The victory also puts Johnson among some top names in the track's record books.
Only three drivers have won four Indianapolis 500s: A.J. Foyt, Rick Mears and Al Unser Sr.
Formula One ace Michael Schumacher won the U.S. Grand Prix five times on Indy's road course configuration.
"I'm able to join racing legends, my heroes and people I looked up to my entire life," Johnson said. "To join them was a huge, huge honor."
Johnson took it all in after the race, taking a victory lap in a pace car with his wife, his daughter and his crew guys all piled on board.
"You can actually soak in the moment, and look around and realize that you're at the Brickyard — and won — was really special," Johnson said.
And while his daughter, Genevieve, enjoyed playing with a microphone during Johnson's post race news conference, they couldn't convince her to join in as they completed the tradition of kneeling to kiss the yard of bricks at the start/finish line.
"She wasn't into it," Johnson joked.
Johnson also won the Brickyard in 2006, 2008 and 2009.
"They're that good, and they deserve it," Gordon said.
Kyle Busch finished second, followed by Greg Biffle, Dale Earnhardt Jr. and Gordon. Pole sitter Denny Hamlin was sixth.
Nobody had a car capable of challenging Johnson, who led 99 of 160 laps.
"It didn't really matter if you were in front of him or not, he was going to pass you in about four or five laps anyway," Biffle said. "His car was just really, really good."
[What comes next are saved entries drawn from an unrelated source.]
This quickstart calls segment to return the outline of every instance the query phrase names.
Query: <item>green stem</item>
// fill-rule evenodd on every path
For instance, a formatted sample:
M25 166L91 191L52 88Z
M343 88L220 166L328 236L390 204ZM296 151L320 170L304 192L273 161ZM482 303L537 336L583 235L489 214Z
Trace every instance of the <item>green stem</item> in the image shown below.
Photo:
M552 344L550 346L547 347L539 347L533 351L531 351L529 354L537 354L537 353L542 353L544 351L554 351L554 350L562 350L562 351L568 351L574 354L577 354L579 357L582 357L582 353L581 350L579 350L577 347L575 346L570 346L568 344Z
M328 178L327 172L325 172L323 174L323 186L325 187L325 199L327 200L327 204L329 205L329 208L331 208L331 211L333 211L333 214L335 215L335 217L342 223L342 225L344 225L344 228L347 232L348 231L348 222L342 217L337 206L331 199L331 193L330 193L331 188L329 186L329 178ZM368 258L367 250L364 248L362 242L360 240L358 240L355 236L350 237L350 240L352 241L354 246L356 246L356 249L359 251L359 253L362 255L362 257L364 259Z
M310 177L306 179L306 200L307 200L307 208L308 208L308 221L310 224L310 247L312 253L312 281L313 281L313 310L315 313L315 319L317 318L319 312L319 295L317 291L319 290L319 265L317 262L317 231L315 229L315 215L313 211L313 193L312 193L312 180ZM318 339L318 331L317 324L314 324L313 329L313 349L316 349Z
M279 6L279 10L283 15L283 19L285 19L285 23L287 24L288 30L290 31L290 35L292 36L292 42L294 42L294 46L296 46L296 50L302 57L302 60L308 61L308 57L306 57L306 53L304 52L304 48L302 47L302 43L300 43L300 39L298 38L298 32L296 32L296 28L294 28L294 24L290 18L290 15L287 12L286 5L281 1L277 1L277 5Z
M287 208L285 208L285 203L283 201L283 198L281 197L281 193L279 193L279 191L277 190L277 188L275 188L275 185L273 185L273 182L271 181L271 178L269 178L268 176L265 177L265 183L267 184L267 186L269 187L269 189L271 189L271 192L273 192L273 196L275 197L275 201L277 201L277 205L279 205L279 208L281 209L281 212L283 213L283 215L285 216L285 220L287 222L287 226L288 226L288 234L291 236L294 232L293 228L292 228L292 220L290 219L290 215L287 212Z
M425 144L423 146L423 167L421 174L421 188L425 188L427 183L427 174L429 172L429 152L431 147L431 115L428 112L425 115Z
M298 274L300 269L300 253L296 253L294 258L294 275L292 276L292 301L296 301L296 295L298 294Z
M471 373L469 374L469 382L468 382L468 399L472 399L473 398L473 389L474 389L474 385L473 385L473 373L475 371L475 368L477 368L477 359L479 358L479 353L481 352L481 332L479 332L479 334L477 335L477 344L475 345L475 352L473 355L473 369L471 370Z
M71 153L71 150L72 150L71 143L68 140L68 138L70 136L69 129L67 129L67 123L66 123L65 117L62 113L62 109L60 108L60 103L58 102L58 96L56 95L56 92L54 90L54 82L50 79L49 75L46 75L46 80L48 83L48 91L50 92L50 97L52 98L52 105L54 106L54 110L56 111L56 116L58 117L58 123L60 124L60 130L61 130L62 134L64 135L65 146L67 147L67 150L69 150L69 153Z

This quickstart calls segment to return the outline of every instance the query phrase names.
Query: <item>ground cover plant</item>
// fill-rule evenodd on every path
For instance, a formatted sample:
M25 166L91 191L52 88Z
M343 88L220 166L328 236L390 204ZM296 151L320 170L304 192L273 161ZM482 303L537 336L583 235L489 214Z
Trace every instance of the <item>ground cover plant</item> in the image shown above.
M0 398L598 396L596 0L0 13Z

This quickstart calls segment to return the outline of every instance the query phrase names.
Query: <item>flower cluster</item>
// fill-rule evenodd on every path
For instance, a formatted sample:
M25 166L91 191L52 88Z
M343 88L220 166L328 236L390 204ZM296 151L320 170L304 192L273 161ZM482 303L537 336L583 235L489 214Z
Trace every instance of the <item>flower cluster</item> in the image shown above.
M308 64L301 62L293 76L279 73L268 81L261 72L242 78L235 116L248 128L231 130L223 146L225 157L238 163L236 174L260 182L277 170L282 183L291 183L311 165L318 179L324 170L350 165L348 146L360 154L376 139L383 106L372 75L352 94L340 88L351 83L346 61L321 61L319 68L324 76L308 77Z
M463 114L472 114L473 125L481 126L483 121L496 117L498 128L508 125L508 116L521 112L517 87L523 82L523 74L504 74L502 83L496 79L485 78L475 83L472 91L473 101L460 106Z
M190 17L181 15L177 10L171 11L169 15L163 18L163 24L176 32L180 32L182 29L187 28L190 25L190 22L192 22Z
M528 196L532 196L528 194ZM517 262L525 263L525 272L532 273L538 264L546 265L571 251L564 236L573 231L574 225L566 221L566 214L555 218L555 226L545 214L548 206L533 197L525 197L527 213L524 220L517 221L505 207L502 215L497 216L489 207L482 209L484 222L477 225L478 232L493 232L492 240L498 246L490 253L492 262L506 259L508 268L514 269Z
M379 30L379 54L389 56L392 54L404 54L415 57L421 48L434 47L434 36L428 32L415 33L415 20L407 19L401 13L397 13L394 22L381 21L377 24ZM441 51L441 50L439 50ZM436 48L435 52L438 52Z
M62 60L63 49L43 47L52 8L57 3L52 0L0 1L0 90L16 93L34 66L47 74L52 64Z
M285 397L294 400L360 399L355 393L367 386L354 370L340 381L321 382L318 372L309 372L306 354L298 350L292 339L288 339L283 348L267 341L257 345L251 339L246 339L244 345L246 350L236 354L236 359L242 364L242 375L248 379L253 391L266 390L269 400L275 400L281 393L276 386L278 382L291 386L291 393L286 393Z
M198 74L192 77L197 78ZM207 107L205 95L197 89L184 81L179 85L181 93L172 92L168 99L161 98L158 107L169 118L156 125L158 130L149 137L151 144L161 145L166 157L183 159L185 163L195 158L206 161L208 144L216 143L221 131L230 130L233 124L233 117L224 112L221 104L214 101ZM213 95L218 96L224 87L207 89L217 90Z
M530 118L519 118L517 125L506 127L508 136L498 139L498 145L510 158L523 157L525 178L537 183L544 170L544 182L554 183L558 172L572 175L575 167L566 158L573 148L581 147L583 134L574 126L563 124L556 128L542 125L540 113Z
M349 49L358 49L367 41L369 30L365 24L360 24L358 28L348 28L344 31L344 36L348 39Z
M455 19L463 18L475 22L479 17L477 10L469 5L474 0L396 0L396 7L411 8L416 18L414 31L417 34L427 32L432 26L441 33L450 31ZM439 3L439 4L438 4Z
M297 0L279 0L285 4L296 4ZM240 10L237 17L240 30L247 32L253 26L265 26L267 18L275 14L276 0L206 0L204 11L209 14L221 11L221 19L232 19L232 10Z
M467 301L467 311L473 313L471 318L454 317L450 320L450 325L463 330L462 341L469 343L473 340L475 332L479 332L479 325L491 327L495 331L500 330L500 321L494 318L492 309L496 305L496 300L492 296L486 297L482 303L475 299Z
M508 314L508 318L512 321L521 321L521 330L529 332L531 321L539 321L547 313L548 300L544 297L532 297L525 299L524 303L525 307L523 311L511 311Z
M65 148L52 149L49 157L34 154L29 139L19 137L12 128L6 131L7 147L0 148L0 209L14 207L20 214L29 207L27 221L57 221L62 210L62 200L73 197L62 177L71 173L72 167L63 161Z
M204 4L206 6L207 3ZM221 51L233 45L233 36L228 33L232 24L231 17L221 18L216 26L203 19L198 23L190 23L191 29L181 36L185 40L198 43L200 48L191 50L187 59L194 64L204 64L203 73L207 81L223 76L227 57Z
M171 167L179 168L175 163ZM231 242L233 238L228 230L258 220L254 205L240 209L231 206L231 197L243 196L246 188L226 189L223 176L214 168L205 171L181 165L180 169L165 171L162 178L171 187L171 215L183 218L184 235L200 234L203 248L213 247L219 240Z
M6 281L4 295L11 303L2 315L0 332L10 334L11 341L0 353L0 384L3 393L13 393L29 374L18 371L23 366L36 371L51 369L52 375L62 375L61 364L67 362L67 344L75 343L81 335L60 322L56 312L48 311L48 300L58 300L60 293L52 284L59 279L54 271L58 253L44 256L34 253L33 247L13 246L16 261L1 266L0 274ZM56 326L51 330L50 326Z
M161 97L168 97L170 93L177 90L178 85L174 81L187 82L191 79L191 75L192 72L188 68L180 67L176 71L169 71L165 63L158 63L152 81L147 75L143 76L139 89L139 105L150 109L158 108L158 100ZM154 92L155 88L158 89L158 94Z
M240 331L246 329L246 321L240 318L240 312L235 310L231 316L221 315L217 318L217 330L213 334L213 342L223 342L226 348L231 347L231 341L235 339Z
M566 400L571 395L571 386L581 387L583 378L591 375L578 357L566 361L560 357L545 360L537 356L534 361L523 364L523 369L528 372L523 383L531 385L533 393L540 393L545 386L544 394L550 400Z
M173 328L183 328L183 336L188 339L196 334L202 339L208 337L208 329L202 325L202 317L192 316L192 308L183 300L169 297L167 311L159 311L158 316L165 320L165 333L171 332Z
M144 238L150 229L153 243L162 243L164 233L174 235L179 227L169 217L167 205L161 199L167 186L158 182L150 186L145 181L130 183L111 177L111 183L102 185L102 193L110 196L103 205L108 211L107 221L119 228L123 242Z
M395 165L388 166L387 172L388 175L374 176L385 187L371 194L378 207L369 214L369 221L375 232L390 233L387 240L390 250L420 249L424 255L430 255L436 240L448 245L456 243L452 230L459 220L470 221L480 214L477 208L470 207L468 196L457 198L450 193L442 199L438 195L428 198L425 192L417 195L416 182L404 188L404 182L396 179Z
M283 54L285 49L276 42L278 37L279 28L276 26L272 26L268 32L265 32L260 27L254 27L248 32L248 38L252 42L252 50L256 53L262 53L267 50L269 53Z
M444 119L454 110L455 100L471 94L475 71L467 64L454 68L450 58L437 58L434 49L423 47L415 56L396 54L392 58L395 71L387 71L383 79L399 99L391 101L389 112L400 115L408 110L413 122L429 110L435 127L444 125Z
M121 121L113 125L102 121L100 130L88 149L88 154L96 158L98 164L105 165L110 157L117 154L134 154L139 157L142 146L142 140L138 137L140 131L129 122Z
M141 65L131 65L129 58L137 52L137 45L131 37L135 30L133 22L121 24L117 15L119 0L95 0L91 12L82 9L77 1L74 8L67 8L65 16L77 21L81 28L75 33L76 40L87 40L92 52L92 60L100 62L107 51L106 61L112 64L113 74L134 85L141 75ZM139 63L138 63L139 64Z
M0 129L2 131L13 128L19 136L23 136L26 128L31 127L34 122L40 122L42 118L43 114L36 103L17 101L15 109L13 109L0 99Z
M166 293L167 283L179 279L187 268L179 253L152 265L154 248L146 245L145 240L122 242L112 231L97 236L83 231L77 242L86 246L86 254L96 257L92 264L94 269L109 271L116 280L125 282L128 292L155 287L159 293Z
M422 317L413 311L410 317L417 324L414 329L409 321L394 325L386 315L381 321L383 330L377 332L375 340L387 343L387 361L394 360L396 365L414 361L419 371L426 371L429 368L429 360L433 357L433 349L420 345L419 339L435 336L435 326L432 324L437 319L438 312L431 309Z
Team owner Rick Hendrick said the win was a testament to the combined talents of Johnson and crew chief Chad Knaus.
"I think the equipment is so equal today, but you've got to look at the talent Jimmie has and the talent Chad has and the pit crew and everything else, the feedback, the communications," Hendrick said. "I've never seen a guy that could drive a car as out of control and make it look in control as Jimmie can."
And as the No. 48 team celebrated a victory, another Hendrick driver solidified his surprising status as a Sprint Cup championship front-runner.
With his fourth-place run Sunday, Earnhardt Jr. took over the points lead — 14 points ahead of Matt Kenseth, whose day ended early in a crash with Joey Logano.
"We've persevered all year, and we've done good work all year," Earnhardt said. "I think it is a bit of a confidence booster, something I'm proud of because we've worked hard all year and we've got something to show for it."
Earnhardt took the points lead at the expense of Kenseth, whose car was banged-up and smoldering after he tangled with Logano.
"It is crazy there at the end," Kenseth said. "You could see the wreck happening and I was just hoping I wasn't going to be in it."
It also was a rough day for Carl Edwards, whose engine began losing power only a handful of laps into the race.
In his first race with new crew chief Chad Norris, Edwards qualified second but began dropping in the field after an apparent engine malfunction. Edwards finished 29th, left Indianapolis 12th in the points and is in danger of missing NASCAR's season-ending Chase.
"We have to take chances," Edwards said. "We have to go race. We can do that, we can race like that. It will actually be a big relief in a way because there is no other choice. We just go race for wins. I wouldn't bet against us. We can do it."